Figure 1. Data conditioning steps in SubsurfaceAI for preparing well logs for ML.

Step 2: Building ML Models

Select wells for training and exclude a few for blind testing. In this study, we use the well PCP 5-2-23-23 in the Blackfoot area of Western Canadian basin for training. Gamma ray, neutron porosity, and sonic logs are used to train three ML models: a feedforward neural network, XGBoost, and Random Forest (Figure 2). Predictions from these models are shown in Figure 3. The training uses 80% of the data, with 10% for validation and 10% for testing. The Random Forest model had the best correlation with the actual sonic log used in training (0.926).

Figure 2, There are several ML models available for predicting sonic logs from other logs. In subsurfaceAI 2024, you can select a neural network (Feedforward neural network selected in this study), or a decision tree method (XGBoost or Random Forest). There are advanced option parameters to be fine tuned for each method, but the default parameters are acceptable for most situations.
Figure 3. Training and prediction of sonic logs using different ML models.

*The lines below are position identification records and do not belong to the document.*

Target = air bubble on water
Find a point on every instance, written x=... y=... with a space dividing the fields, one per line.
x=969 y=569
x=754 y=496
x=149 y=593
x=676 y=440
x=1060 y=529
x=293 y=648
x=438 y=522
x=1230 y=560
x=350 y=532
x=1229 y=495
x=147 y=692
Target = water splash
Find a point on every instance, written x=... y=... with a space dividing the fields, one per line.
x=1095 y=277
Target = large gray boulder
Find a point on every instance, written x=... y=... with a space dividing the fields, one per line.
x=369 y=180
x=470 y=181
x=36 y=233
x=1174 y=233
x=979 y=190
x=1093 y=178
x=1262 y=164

Step 3: ML Model Cross-Validation and Performance Analysis

ML models must be validated with data not included in the training set. We used the well Harvest 8-8-23-23 for blind testing. Figure 4 shows the correlation between actual and predicted sonic logs using the three ML models. The correlation in the blind testing well is not as high as in the training well, emphasizing the need for model validation.

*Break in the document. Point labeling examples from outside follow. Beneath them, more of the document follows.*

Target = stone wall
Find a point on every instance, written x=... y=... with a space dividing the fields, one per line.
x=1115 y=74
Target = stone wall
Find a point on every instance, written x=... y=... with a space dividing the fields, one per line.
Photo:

Figure 4. Blind testing results for the Harvest 8-8-23-23 well.

Step 4: Applying ML Models to More Wells

After validation, the trained model can be applied to many other wells. For wells drilled decades ago without sonic logs but with gamma and neutron porosity logs, the trained model can predict the missing sonic logs. These predictions can be used to generate synthetic seismograms for better well ties or quantitative seismic interpretation.

Explainability in ML Models

ML models are often seen as “black boxes.” However, tools like Shapley plots, Partial Dependence (PD) plots, and Individual Conditional Expectation (ICE) plots help make ML models more explainable. SubsurfaceAI provides a “Performance Window” to analyze ML models using these tools, helping users understand the relative importance of each input and well to the ML results (Figure 5).

Figure 5. Shapley plot depicting the relative influence of input attributes on the ML model.

 

By using SubsurfaceAI, geoscientists can effectively predict missing well logs without needing to write any Python code, streamlining the integration of ML into traditional G&G workflows.